Dave smiles when describing the trophy for the #109 award.
‘We had it made from an engine that Sean had, we had spent a fortune on the same engine but it blew on Sean within ten minutes. Another racer and friend of Sean’s, Declan Swanton, manufactured the trophy from the engine.’
That scheme lasted for about three seasons but Dave and the others had reservations.
‘We felt it wasn’t enough, we wanted to do more.’
Dave along with team manager Paul Tobin decided to take in a round of the KTM Championship in England. Paul opined: ‘We looked at a few riders. We went over for one round, we rented a bike to give us an idea of the whole scenario and costings and all the rest of it. Kevin Keyes from Offaly was on the bike. In the first race he lost out by 6/1000 of a second and he won the next race by a country mile. There was no turning back.’
Paul added: ‘We bought the bike from KTM and I think the cost the first year was probably around £10,000.’
Certainly, the bucket list was taking shape and Team #109 was very much on the move and, in the process, promoting young Irish talent. In 2018 the team enjoyed success.
‘It wasn’t easy but it proved fruitful in the end – Kevin, who had a special bond with Sean, finished in the top five in the Stock Championship and Eunan won the Junior Supersport Championship at the first attempt,’ said Dave.
It was a proud day for Team #109, who were doing things in their own way and earning respect along the way. It was something that Sean Hurley would have been proud of as McGlinchey, a mechanic with the VW dealership Edwin May in Coleraine, fitted the team like the proverbial glove.
From Aughadowey in County Derry, McGlinchey is highly regarded and is tipped for stardom. Following the Junior Supersport Championship success, the team stepped up to 600s where McGlinchey was fourth in the 2019 British Superstock 600cc Championship.
As their stock rose in the paddock, so too did support and Team #109 enjoyed backing from Kawasaki allowing them to run Curtis Trimble from Belfast and James McManus from Randalstown (Antrim) on 400’s.
This year, Team #109 has even more ambitious plans and when sport resumes they will be in the World Superbike paddock competing in the Supersport 300 FIM World Championship.

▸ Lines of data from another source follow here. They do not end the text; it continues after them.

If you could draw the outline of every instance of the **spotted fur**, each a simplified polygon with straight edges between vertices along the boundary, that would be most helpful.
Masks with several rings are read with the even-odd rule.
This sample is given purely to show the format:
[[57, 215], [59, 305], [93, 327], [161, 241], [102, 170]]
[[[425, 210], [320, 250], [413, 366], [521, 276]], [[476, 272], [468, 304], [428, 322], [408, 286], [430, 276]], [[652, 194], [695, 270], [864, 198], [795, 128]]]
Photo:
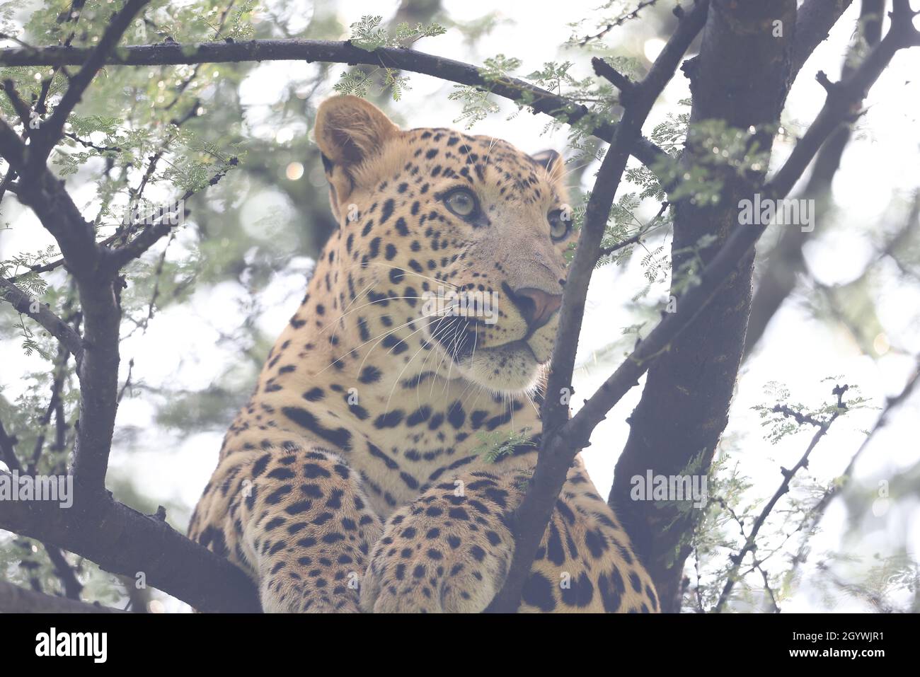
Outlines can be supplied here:
[[[352, 97], [316, 141], [340, 228], [230, 427], [190, 535], [259, 582], [266, 611], [480, 612], [503, 582], [535, 450], [569, 233], [552, 152], [401, 131]], [[451, 191], [473, 195], [458, 215]], [[550, 217], [547, 217], [547, 214]], [[551, 223], [552, 222], [552, 223]], [[497, 300], [494, 324], [426, 293]], [[654, 612], [651, 580], [577, 460], [520, 611]]]

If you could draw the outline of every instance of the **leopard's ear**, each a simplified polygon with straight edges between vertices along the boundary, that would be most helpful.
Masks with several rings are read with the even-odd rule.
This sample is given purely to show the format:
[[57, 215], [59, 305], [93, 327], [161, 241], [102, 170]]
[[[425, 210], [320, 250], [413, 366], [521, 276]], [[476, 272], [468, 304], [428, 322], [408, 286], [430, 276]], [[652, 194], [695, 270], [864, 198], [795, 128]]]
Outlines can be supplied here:
[[566, 163], [562, 159], [562, 155], [556, 151], [552, 149], [540, 151], [539, 153], [535, 153], [531, 157], [534, 158], [534, 162], [546, 170], [546, 174], [554, 181], [560, 181], [565, 178]]
[[350, 212], [348, 201], [355, 188], [356, 170], [399, 134], [399, 128], [362, 98], [333, 97], [316, 110], [313, 133], [329, 181], [329, 206], [340, 223]]
[[349, 173], [398, 133], [380, 109], [358, 97], [333, 97], [316, 110], [316, 145], [329, 163]]

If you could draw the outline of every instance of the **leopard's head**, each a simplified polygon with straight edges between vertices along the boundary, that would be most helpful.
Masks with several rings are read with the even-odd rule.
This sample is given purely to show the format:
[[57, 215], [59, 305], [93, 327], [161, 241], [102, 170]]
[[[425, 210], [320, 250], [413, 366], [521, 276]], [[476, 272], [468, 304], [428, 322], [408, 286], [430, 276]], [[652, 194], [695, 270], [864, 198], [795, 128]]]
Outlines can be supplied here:
[[362, 328], [385, 315], [389, 328], [368, 332], [396, 337], [386, 350], [415, 373], [533, 387], [550, 358], [573, 240], [559, 155], [403, 131], [355, 97], [326, 100], [315, 137], [348, 295], [378, 306], [362, 311]]

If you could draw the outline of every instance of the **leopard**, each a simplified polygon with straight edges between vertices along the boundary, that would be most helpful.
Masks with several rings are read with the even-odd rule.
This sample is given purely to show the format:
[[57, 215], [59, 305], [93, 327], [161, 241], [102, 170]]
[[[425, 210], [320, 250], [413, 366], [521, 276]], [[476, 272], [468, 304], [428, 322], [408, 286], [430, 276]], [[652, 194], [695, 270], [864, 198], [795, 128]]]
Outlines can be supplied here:
[[[265, 612], [488, 611], [538, 459], [575, 240], [564, 159], [402, 130], [353, 96], [313, 128], [339, 225], [189, 536], [244, 569]], [[577, 456], [517, 612], [659, 611]]]

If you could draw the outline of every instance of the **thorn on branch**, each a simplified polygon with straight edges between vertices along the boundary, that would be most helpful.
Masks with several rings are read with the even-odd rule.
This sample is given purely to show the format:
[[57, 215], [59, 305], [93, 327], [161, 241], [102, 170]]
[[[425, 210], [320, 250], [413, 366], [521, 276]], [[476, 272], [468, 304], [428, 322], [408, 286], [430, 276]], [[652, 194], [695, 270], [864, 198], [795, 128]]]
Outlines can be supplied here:
[[827, 76], [827, 74], [823, 71], [818, 71], [815, 75], [814, 79], [818, 81], [818, 84], [824, 87], [824, 91], [827, 92], [828, 96], [834, 93], [836, 88], [839, 86], [840, 83], [831, 82], [831, 79]]
[[609, 80], [620, 90], [620, 101], [624, 106], [628, 106], [635, 100], [639, 92], [638, 85], [598, 56], [591, 60], [591, 64], [594, 67], [595, 75], [605, 80]]

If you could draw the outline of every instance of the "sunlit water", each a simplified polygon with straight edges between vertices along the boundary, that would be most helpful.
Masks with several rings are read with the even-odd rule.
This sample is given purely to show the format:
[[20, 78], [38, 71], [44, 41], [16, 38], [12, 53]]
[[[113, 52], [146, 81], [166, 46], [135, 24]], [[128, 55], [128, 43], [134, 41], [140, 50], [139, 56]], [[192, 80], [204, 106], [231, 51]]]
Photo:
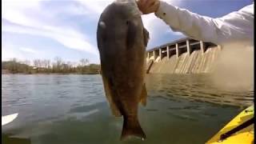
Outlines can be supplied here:
[[100, 75], [2, 74], [2, 115], [19, 114], [2, 127], [2, 142], [204, 143], [242, 110], [241, 106], [252, 103], [254, 95], [220, 90], [206, 78], [147, 75], [147, 105], [139, 109], [147, 138], [121, 142], [122, 118], [110, 114]]

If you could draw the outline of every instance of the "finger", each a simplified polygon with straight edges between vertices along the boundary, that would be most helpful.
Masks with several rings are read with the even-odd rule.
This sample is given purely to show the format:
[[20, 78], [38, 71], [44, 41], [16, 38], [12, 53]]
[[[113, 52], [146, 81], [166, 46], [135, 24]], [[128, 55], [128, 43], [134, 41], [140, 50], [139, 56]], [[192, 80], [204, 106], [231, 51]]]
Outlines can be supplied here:
[[153, 13], [153, 12], [156, 12], [158, 9], [159, 4], [158, 2], [154, 3], [152, 6], [150, 6], [150, 7], [148, 7], [146, 10], [145, 13], [146, 14], [150, 14], [150, 13]]
[[146, 3], [145, 4], [146, 7], [150, 7], [154, 5], [154, 3], [156, 2], [156, 0], [147, 0]]

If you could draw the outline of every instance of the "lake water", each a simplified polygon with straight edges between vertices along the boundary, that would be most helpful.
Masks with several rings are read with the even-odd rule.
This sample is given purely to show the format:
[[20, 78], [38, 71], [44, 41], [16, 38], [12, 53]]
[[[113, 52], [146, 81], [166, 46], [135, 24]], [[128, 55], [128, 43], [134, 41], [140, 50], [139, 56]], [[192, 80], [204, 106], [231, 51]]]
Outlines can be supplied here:
[[19, 114], [2, 127], [2, 142], [200, 144], [254, 98], [253, 90], [221, 90], [198, 74], [150, 74], [146, 87], [139, 121], [147, 138], [121, 142], [122, 118], [110, 114], [100, 75], [2, 74], [2, 115]]

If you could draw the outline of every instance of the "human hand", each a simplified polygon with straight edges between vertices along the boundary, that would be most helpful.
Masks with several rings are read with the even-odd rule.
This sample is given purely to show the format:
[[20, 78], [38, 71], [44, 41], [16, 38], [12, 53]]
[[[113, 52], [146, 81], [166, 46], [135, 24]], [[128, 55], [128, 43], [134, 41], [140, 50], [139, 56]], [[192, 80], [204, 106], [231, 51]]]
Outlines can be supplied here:
[[159, 0], [137, 0], [138, 9], [143, 14], [154, 13], [158, 10]]

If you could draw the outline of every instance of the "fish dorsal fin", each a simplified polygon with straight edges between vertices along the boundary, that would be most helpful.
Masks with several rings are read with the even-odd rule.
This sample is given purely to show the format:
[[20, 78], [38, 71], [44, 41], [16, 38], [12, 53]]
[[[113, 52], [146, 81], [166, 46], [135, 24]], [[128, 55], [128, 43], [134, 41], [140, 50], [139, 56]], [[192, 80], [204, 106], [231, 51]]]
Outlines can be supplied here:
[[146, 97], [147, 97], [147, 92], [146, 92], [146, 84], [144, 83], [143, 86], [142, 86], [141, 98], [140, 98], [140, 102], [144, 106], [146, 106]]
[[113, 95], [113, 92], [111, 91], [110, 87], [110, 79], [109, 79], [109, 78], [106, 78], [105, 76], [104, 73], [102, 73], [102, 70], [101, 70], [101, 71], [102, 71], [102, 76], [103, 85], [104, 85], [104, 89], [105, 89], [105, 94], [106, 94], [106, 99], [109, 102], [109, 105], [111, 109], [112, 114], [114, 114], [116, 117], [121, 117], [122, 114], [120, 113], [120, 110], [113, 100], [114, 95]]

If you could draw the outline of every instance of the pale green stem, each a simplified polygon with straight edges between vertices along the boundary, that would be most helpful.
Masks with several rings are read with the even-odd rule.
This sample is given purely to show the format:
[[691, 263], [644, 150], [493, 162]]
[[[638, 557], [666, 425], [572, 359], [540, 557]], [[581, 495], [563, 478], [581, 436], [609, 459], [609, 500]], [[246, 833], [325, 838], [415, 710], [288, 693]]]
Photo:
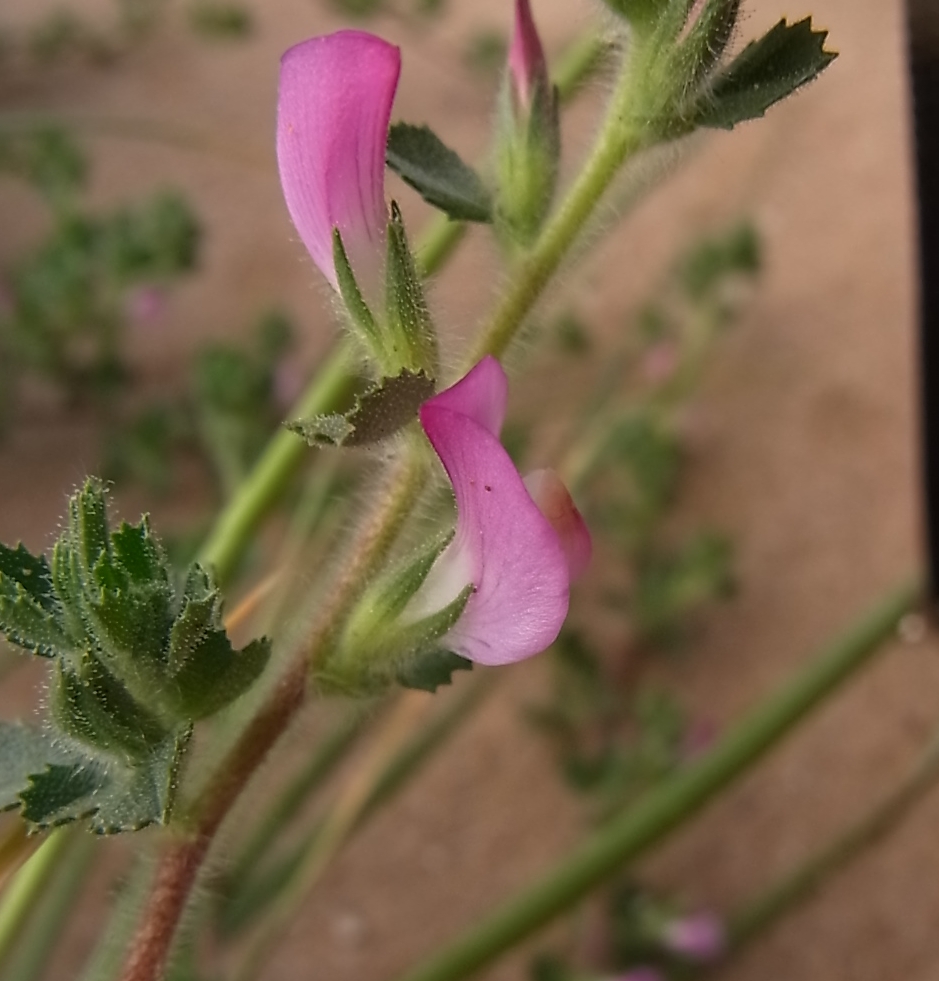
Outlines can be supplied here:
[[237, 975], [238, 981], [251, 981], [257, 977], [267, 956], [342, 847], [365, 825], [381, 804], [400, 790], [409, 778], [420, 772], [423, 763], [446, 745], [448, 738], [492, 689], [493, 682], [493, 674], [484, 674], [436, 718], [408, 739], [375, 775], [371, 785], [358, 798], [354, 809], [342, 813], [340, 807], [334, 807], [325, 815], [302, 849], [292, 856], [292, 874], [284, 880], [281, 891], [274, 900], [271, 915], [244, 957]]
[[332, 775], [373, 718], [372, 711], [350, 712], [319, 742], [309, 762], [290, 781], [274, 806], [265, 813], [260, 825], [232, 863], [231, 872], [227, 876], [232, 889], [237, 891], [245, 888], [248, 877], [257, 868], [267, 850], [276, 843], [310, 795]]
[[464, 371], [487, 354], [499, 357], [541, 298], [561, 261], [578, 241], [600, 199], [626, 161], [644, 148], [647, 128], [634, 115], [645, 58], [635, 51], [613, 94], [603, 128], [573, 187], [531, 251], [513, 270], [512, 285], [465, 358]]
[[836, 639], [699, 761], [667, 779], [596, 831], [547, 875], [433, 954], [399, 981], [459, 981], [579, 903], [592, 889], [694, 816], [816, 705], [853, 677], [894, 633], [919, 595], [907, 585]]
[[37, 981], [58, 949], [62, 932], [78, 903], [99, 840], [79, 831], [69, 836], [69, 848], [56, 866], [56, 875], [43, 890], [31, 922], [22, 931], [15, 954], [3, 972], [6, 981]]
[[906, 777], [863, 817], [729, 918], [731, 952], [744, 947], [785, 913], [810, 899], [823, 881], [896, 830], [937, 782], [939, 735], [933, 737]]
[[74, 831], [66, 828], [51, 832], [7, 886], [0, 905], [0, 967], [55, 874], [73, 835]]
[[[354, 360], [350, 348], [342, 343], [328, 355], [289, 418], [319, 415], [335, 407], [351, 384]], [[215, 570], [220, 583], [231, 578], [261, 519], [309, 452], [306, 443], [286, 429], [279, 430], [267, 444], [199, 551], [199, 561]]]

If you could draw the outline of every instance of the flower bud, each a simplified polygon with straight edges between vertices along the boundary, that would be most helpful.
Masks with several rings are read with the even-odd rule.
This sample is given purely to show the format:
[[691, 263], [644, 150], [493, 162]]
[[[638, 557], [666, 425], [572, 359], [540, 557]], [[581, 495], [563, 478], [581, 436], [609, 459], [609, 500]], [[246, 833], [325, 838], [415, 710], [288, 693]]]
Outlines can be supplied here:
[[529, 244], [538, 234], [557, 183], [560, 157], [557, 94], [528, 0], [516, 0], [496, 141], [499, 221]]

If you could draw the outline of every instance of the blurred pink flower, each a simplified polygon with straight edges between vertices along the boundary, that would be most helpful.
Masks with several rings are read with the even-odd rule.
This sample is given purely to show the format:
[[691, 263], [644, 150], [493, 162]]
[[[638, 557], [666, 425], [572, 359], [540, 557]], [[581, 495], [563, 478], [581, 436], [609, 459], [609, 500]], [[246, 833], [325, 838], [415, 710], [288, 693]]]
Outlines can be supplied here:
[[420, 410], [453, 484], [457, 522], [411, 614], [443, 609], [472, 584], [440, 644], [479, 664], [509, 664], [550, 646], [567, 616], [571, 581], [591, 553], [560, 478], [538, 471], [523, 481], [499, 442], [507, 395], [505, 372], [486, 357]]
[[708, 912], [694, 913], [672, 920], [662, 933], [662, 943], [674, 954], [707, 962], [724, 953], [727, 936], [720, 917]]
[[385, 148], [401, 52], [363, 31], [292, 47], [281, 59], [277, 162], [290, 217], [333, 288], [338, 228], [367, 302], [385, 262]]
[[138, 324], [152, 324], [166, 309], [166, 294], [159, 286], [138, 286], [127, 298], [127, 313]]
[[509, 47], [509, 78], [518, 105], [531, 108], [535, 90], [547, 87], [548, 66], [528, 0], [515, 0], [515, 29]]
[[610, 981], [665, 981], [661, 971], [654, 967], [634, 967], [625, 974], [617, 974]]
[[642, 373], [653, 385], [667, 382], [678, 368], [678, 345], [674, 341], [653, 344], [642, 358]]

That series is dubbed as ‘the sensational feeder series to Superbike World Championship.’ McGlinchey will be aboard the No 66 Kawasaki Ninja 400.
The transition is huge in terms of logistics that are now been overseen by Mairead Hurley. Team #109 had looked at possibilities of continuing to race in the British Championship but opted to concentrate on Supersport 300. However, depending on the programme of races, it may be possible to have a presence in the British series later in the year – subject to funding.
Team manager Paul Tobin gave an insight into the finances.
‘The cost of running the team in the Supersport 300 is within the €80,000 to €100,000 bracket,’ he said.
‘Kawasaki have come onboard and that is a big help but we are still seeking new sponsors to add to the likes of MMD Construction, LiftRite.ie, Kinsale Hotel & Spa and EMS Copiers. Cork Motorcycle and Vintage Club also help out.’
To have an Irish team along the World Superbike paddock ticks off another of Sean’s items on that bucket list. The team also includes Colin Draper from Grange, who was a friend of Sean’s and is the mechanic with Team #109 since the very start. The team’s technical support (crew chief) is Scott Thompson.
It looks as if the championship round in Donington (July 3rd) could mark the beginning of their season – nobody knows for certain – but Team #109 remains focussed.
‘We will put the best bike possible under Eunan and we hope that will be good enough to win. We are not going there to make up numbers but at the same time we are under no illusions, it’s World Championship racing,’ Paul Tobin concluded.